Why Your AI Agent Crashes: Chat Recovery, Durable Submissions, and Routing Retries
The gap between a working prototype and a production agent is rarely about model quality. It is about state management.
When you build AI agents, you are engineering stateful systems that must survive network churn, browser refreshes, and infrastructure evictions. Traditional implementations often fail silently or lose context when these interruptions occur. That fragility is the primary bottleneck for production AI agents. If the conversation dies when the user’s connection drops, or if a sub-agent restarts from zero after a transient failure, the user experience is broken.
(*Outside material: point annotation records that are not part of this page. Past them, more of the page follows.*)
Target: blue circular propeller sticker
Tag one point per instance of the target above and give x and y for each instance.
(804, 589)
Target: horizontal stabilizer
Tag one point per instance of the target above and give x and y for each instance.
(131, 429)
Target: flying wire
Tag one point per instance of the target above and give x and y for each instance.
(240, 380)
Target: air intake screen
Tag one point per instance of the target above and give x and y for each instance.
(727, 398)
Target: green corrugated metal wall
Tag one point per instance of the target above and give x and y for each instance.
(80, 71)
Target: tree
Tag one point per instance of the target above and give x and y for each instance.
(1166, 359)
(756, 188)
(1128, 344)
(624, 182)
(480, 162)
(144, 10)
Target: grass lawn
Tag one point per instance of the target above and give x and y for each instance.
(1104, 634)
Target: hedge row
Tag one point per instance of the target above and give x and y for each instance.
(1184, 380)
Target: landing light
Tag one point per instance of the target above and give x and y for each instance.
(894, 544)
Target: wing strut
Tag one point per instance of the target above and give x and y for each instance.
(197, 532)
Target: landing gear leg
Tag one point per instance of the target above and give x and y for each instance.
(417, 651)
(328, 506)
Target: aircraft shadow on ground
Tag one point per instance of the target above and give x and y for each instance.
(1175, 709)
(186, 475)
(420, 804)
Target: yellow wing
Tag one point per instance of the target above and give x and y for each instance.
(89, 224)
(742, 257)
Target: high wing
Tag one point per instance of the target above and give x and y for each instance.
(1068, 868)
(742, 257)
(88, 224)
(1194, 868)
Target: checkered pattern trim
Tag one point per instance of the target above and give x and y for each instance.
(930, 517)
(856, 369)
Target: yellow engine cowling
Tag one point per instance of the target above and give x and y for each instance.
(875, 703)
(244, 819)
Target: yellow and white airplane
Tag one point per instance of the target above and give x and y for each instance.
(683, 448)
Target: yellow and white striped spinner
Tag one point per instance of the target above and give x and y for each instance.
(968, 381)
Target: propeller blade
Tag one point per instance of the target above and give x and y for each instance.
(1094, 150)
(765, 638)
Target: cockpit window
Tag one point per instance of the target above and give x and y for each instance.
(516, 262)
Cloudflare’s approach, particularly through the Agents SDK, shifts the focus from fragile client-side state to robust server-side durability. By using Durable Objects and specific SDK features introduced in recent updates, we can build agents that recover gracefully from interruptions. This isn’t about making the AI smarter; it’s about making the infrastructure around it reliable.
Chat Recovery: Keeping Conversations Alive
The most common point of failure in web-based AI applications is the client connection. A user might lose Wi-Fi, switch tabs, or refresh the page while the agent is generating a response. In older patterns, this often resulted in a half-finished response or a complete loss of context.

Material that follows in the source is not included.